[Performance] : Flame Graphs

In the previous article we explored the basic capabilities of linux Perf_tool.
In this write-up I am trying to extend these capabilities and show how to generate and read Flame Graphs for analyzing the profiles generated with Perf_tool.

How to generate Flame Graphs ?

  • To start with, we will need perf_tools linux profiler to capture the profile first. Follow the steps under “How to setup perf tool?” in the previous article.
  • Now if you collect a profile of the CPU using perf_tool setup in the above step, there is a possibility that you might see a lot of symbol link values in the place of Function names.
  • To avoid this and keep the names of functions for the corresponding Symbol links resolved before hand, clone the below repository on the machine which you want to profile and follow below steps.
* git clone https://github.com/jvm-profiling-tools/perf-map-agent.git
* Navigate to installation directory where there is "CMakeLists.txt" in the above repo
* run " cmake ."
* run "make"
* Navigate to the directory /perf-map-agent/bin in the above repository
* run "./create-java-perf-map.sh <pid>" --> where <pid> is the processId of the process you want to profile
* This will generate a "perf-<pid>.map" file in /tmp -- this will be used for resolving all the symbol links
  • Clone the Flame Graph dependencies from the below repository.
    git clone https://github.com/brendangregg/FlameGraph
  • Alright, almost there! Now lets collect the CPU profile for the process which we want to investigate.
    Note : More details about the below command and the capabilities of perf_tool in the previous article.
perf record -F 99 -ag -p PID-- sleep 60
  • Now lets generate a flame graph out of the profile collected.
#Copy the perf.data file generated from the profiler in the above step
perf script | ./stackcollapse.pl > outperf-folded
./flamegraph.pl outperf-folded > flameGraph.svg
  • And open the flameGraph.svg in one of the browsers.

How to read a Flame Graph ?

  • Now that we have successfully generated the flame graphs, lets see how we can use it for analysis.
  • Flame Graphs are read bottoms up, just like a Thread dump.
  • If you use the parameter "--color=java” while generating the FlameGraph.svg file, you will get different color codes for different type of frames like Green is Java, yellow is C++, orange is kernel, and red is the remainder (native user-level, or kernel modules).
source : Brenden Gregg’s Flame Graph page
  • In the flame graph, the length of each tile (frame) represents the time it took on cpu. That means, larger the length of a tile, larger was its CPU time. So while debugging an issue, you can pick a larger tile and use it as a starting point for debugging.
  • The stack of functions on the base tile represent the child calls from within the base function. Using this we can see if any non-required / repetitive calls are made to any functions.
  • Also, all flame graphs are interactive.
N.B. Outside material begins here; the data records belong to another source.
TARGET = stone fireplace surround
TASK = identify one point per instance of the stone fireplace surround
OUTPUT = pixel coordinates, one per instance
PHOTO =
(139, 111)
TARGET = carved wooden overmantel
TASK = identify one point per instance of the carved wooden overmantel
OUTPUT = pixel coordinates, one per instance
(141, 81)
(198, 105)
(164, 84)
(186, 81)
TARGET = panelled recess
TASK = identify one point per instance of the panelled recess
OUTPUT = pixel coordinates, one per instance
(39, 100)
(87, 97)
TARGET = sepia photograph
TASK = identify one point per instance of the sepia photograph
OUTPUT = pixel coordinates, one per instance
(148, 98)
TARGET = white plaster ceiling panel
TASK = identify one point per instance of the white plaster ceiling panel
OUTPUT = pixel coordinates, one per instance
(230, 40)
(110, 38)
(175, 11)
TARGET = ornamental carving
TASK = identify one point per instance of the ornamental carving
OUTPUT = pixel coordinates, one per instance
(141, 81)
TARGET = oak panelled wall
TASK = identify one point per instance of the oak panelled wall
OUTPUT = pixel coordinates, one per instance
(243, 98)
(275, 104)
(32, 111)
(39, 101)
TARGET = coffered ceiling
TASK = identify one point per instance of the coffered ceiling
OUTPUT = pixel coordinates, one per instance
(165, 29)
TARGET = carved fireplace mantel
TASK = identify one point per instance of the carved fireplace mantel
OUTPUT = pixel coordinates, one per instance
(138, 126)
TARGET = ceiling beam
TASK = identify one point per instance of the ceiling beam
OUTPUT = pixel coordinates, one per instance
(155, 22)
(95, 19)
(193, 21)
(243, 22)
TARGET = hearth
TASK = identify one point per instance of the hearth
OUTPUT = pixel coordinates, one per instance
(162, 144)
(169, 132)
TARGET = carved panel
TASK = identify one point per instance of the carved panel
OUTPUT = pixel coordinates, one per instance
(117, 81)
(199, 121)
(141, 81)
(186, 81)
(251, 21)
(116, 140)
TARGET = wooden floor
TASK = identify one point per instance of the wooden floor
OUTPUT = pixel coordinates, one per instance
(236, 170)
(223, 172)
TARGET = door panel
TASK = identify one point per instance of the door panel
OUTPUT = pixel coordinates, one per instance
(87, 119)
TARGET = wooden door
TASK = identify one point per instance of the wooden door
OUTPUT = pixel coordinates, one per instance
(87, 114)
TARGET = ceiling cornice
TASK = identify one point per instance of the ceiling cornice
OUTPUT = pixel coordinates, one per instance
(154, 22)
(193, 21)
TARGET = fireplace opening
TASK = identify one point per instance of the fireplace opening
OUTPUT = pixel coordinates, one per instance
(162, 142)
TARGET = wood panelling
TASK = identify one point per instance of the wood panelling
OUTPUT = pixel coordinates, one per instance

You can click on any function tile and see what % of time was spent on it, number of samples collected and what are the child calls with in.
  • On a whole, Flame Graphs are a great tool to generate interactive profiles to see where most of the CPU time is spent in the code.
  • Although setting up prerequisite & generating FlameGraphs has a steep learning curve, I would say it is a great tool to have in a Performance Engineer’s arsenal.
  • It pays off when you want to look at all the system level (low-level kernel, io etc) and application level (through all stacks) cpu calls in a single place. Most of the other profilers fall short at this.
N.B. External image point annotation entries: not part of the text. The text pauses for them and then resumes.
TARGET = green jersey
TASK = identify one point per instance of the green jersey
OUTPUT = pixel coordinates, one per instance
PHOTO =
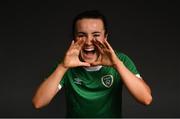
(95, 93)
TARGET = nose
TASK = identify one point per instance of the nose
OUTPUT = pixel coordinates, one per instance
(89, 40)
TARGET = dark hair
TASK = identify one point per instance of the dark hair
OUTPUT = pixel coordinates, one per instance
(94, 14)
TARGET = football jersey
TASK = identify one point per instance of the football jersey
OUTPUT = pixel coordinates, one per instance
(95, 93)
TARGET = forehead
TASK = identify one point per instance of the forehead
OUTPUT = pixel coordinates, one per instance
(87, 24)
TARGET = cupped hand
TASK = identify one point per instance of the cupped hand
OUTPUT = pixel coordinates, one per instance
(71, 58)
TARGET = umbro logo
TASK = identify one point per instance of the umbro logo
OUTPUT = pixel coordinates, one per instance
(107, 80)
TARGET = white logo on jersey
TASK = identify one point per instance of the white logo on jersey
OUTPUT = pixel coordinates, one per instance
(107, 80)
(78, 81)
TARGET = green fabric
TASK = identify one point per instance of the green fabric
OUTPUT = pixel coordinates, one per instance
(95, 93)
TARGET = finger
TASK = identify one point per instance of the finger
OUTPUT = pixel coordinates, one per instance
(98, 47)
(100, 43)
(80, 43)
(84, 64)
(96, 63)
(108, 45)
(72, 43)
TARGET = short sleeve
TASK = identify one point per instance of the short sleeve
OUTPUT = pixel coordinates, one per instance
(63, 80)
(128, 63)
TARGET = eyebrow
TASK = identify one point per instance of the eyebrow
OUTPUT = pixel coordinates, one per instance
(85, 33)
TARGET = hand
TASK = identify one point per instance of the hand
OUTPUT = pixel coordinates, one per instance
(71, 58)
(107, 55)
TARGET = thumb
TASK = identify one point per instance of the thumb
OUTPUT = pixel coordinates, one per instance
(84, 64)
(95, 63)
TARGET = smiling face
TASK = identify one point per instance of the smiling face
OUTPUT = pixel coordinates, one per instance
(89, 29)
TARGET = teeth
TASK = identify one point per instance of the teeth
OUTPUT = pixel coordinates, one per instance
(89, 49)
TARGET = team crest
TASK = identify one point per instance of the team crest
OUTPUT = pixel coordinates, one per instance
(107, 80)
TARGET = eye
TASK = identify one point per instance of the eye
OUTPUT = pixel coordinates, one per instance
(96, 35)
(80, 36)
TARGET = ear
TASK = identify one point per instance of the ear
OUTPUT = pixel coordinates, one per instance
(106, 36)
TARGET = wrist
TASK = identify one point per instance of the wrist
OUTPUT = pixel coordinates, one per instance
(117, 63)
(63, 67)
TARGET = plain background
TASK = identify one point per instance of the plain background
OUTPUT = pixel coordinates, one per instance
(35, 35)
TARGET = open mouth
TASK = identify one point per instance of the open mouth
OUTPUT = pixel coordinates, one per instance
(89, 53)
(89, 50)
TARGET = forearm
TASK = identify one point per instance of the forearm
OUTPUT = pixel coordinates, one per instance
(48, 89)
(136, 86)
How it helped me solve a Performance Issue ?

  • I had an issue at hand where the system under test (storm) had high cpu usage even when there was no load.
  • On using Yourkit, I did not get anything in the HotSpot other than some threads which were getting on CPU and then going back to sleep state.
  • On looking at FlameGraph however, I could see that these threads which are periodically waking up are Storm Spouts, that are making a lot of system calls via vDSO(virtual dynamic shared object) to get the clocktime of the system.
  • This guided me to check the clocksource set on the system, which was xen and then change it to more optimum tsc.
  • Overall helping us save over 30% of CPU time.

Further reading :

Happy tuning.

[Performance Debugging] : Root causing “Too many open files” issue

Operating system : Linux

This is a very straight forward write-up on how to root cause “Too many open files” error seen during high load Performance Testing.

This article talks about:

  • The ulimit parameter “open files”,
  • Soft and Hard ulimits
  • What happens when the process overflows the upper limit
  • How to root cause the source of file reference leak.

Scenario :

During a load test, as the load increased, I was seeing failures in transaction with error “Too many open files”.


Thought Process / background:

As most of us already know, we see “Too many open files” error when the total number of open file descriptors crosses the max value set.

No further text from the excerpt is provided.